Overview

This topic applies derivatives to real-world problems: finding maximum or minimum values in optimization, and solving problems where two or more quantities change over time using related rates. Both require modeling with functions and applying differentiation systematically.
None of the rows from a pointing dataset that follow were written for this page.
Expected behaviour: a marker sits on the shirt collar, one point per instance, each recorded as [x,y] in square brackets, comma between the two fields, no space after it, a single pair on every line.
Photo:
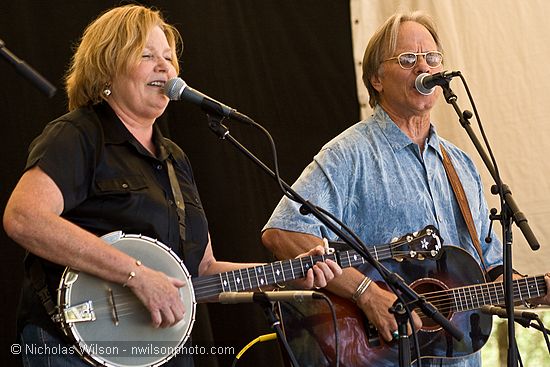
[116,133]
[396,137]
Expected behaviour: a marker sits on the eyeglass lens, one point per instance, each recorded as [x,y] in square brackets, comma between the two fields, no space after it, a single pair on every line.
[408,60]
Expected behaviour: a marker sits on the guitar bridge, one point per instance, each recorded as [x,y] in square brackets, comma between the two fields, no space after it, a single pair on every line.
[78,313]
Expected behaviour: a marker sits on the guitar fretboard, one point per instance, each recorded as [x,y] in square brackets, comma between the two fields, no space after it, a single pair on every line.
[276,273]
[476,296]
[425,243]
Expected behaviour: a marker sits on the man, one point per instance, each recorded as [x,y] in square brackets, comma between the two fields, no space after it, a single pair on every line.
[384,177]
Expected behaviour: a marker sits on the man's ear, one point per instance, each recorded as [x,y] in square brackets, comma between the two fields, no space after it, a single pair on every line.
[376,83]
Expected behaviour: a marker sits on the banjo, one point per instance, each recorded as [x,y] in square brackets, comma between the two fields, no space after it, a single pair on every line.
[109,326]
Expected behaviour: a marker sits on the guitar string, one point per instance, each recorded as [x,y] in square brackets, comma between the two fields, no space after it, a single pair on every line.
[209,283]
[447,303]
[129,308]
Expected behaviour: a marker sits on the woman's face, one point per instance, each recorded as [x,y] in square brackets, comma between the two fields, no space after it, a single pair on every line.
[139,93]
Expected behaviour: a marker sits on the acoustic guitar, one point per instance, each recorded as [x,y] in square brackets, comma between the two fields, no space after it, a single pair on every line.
[109,326]
[454,283]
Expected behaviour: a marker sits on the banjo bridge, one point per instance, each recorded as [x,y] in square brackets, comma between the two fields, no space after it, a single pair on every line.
[79,313]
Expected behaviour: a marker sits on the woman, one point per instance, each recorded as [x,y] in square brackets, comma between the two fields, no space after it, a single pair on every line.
[103,167]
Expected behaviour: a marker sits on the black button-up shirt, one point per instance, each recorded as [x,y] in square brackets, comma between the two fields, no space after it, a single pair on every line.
[110,182]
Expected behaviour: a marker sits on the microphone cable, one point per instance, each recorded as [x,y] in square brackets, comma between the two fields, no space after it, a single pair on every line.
[260,339]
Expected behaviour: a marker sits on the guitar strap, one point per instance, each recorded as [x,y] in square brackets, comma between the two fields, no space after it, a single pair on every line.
[460,195]
[178,197]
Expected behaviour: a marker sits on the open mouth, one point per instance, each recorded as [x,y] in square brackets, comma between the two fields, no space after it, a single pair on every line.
[157,83]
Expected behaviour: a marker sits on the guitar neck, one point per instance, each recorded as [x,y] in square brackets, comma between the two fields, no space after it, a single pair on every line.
[276,273]
[476,296]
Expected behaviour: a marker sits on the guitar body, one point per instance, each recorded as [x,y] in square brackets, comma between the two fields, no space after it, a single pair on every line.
[310,332]
[109,326]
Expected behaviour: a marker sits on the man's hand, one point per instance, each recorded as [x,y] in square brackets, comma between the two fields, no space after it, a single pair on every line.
[321,273]
[375,303]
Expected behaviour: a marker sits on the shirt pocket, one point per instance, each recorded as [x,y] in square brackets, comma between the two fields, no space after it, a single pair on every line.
[120,185]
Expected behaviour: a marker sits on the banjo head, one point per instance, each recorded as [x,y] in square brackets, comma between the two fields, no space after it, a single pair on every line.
[117,330]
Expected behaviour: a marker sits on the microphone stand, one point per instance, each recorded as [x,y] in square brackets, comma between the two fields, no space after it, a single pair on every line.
[509,213]
[394,281]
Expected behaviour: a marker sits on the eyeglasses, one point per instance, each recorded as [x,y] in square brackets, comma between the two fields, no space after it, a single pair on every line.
[407,60]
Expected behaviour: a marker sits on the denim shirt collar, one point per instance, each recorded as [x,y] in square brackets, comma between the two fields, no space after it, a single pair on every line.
[396,137]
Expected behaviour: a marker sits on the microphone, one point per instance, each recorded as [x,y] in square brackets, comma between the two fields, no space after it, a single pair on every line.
[27,71]
[425,83]
[249,297]
[501,312]
[177,89]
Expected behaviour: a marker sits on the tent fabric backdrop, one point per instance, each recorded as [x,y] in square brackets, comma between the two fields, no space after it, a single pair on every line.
[500,46]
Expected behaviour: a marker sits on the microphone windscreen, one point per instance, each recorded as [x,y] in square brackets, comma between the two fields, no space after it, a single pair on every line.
[173,88]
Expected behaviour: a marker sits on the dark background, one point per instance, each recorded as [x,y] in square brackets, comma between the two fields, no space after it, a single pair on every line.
[287,64]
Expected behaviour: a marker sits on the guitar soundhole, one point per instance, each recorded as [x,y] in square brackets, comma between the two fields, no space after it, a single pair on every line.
[431,286]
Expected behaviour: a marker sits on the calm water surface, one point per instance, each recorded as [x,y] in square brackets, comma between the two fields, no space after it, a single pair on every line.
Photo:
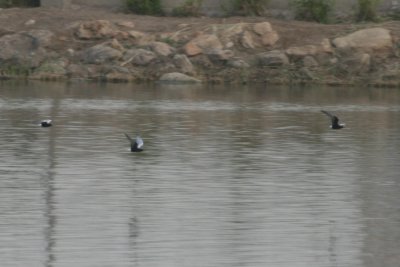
[229,176]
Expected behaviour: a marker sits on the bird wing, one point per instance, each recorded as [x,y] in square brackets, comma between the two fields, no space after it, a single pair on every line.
[129,138]
[139,142]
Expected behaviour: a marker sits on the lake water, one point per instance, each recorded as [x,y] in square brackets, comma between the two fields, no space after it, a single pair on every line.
[246,176]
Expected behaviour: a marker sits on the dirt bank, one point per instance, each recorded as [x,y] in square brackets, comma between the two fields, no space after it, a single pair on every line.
[42,43]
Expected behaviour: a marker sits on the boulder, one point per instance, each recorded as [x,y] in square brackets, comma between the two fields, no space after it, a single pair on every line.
[51,69]
[161,48]
[141,57]
[126,23]
[177,77]
[247,40]
[309,62]
[116,45]
[22,49]
[231,32]
[217,54]
[101,53]
[267,35]
[201,44]
[273,58]
[302,51]
[238,63]
[97,29]
[183,63]
[42,38]
[366,41]
[140,38]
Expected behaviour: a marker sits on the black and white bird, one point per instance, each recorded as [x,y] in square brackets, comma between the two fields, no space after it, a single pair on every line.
[45,123]
[334,120]
[136,144]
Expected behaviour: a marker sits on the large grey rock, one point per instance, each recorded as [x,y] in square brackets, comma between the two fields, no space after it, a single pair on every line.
[41,38]
[51,68]
[267,35]
[238,63]
[177,77]
[141,57]
[273,58]
[22,49]
[96,29]
[101,53]
[218,55]
[161,48]
[182,62]
[367,40]
[201,44]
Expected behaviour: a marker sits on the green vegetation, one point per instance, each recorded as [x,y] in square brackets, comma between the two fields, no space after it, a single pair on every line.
[314,10]
[144,7]
[249,7]
[368,10]
[12,3]
[188,8]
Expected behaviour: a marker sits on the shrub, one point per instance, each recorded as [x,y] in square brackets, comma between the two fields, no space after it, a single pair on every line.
[367,10]
[314,10]
[249,7]
[144,7]
[188,8]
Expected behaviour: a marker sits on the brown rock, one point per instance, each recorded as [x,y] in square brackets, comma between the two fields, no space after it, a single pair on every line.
[202,43]
[247,40]
[97,29]
[367,40]
[161,48]
[183,63]
[267,34]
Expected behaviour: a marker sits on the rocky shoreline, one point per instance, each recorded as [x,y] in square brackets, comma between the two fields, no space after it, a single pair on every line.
[243,52]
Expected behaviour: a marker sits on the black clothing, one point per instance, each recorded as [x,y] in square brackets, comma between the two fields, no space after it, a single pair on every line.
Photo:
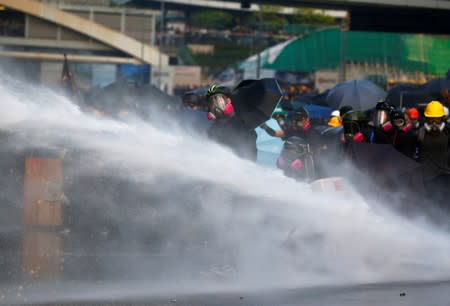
[433,153]
[234,134]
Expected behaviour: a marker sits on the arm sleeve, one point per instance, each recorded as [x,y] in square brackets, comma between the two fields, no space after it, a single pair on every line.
[268,129]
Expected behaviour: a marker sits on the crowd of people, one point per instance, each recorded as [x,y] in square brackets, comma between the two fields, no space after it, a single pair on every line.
[418,135]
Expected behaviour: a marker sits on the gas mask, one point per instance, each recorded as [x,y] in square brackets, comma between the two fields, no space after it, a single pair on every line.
[219,107]
[435,125]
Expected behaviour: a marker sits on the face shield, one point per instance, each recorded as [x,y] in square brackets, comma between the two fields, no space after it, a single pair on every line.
[351,128]
[398,122]
[434,124]
[219,107]
[380,117]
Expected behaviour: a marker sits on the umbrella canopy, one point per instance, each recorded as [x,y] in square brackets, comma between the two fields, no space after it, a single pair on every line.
[255,100]
[124,95]
[407,95]
[362,95]
[434,88]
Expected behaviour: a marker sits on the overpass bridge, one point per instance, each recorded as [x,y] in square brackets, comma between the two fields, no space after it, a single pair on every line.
[81,33]
[409,16]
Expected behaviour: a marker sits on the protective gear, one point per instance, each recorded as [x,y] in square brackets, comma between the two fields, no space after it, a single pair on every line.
[268,129]
[434,109]
[335,113]
[387,126]
[210,116]
[279,112]
[301,114]
[306,126]
[397,118]
[345,109]
[380,117]
[407,127]
[300,119]
[217,89]
[434,127]
[296,164]
[334,122]
[359,137]
[219,107]
[353,122]
[413,113]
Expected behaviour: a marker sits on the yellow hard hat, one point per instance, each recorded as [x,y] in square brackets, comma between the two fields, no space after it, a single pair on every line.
[434,109]
[334,122]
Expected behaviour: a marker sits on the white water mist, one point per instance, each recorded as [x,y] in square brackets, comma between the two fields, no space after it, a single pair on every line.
[272,231]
Key Concepts and Structures

• Optimization:
  • Find a quantity to maximize or minimize (e.g., area, cost, profit)
  • Write an equation for the quantity to optimize (objective function)
  • Use constraints to reduce to a single-variable function
  • Take derivative, find critical points, test for max/min
• Related Rates:
  • Two or more variables change over time (usually with respect to t)
  • Differentiate both sides of an equation using the chain rule: \frac{d}{dt}
  • Plug in known values and solve for the unknown rate
• Common Shapes: Area of rectangle A = lw, volume of cone V = (1/3)\pi r^2h, Pythagorean Theorem a^2 + b^2 = c^2

Quick Tip

Practice Problems

1. A rectangle has a perimeter of 20 units. What is the maximum possible area?
   Show Solution

   Step 1: Let width = w, length = l. Perimeter: 2l + 2w = 20

   Simplify: l = 10 - w

   Area: A = lw = w(10 - w)

   Take derivative: A' = 10 - 2w. Set A' = 0 → w = 5

   Final Answer: Maximum area is at w = l = 5 → A = 25

2. A balloon rises at 4 ft/sec. A person stands 10 ft away. How fast is the distance from the person to the balloon changing when the balloon is 24 ft high?
   Show Solution

   Step 1: Use Pythagorean Theorem: z^2 = x^2 + y^2, where z is the distance

   x = 10 (constant), y = height, \frac{dy}{dt} = 4

   Differentiating: 2z \cdot \frac{dz}{dt} = 2y \cdot \frac{dy}{dt}

   At y = 24: z = \sqrt{10^2 + 24^2} = 26

   Solve: 2(26) \cdot \frac{dz}{dt} = 2(24)(4) → \frac{dz}{dt} = \frac{192}{52} = \frac{48}{13}

   Final Answer: Distance increasing at \frac{48}{13} ft/sec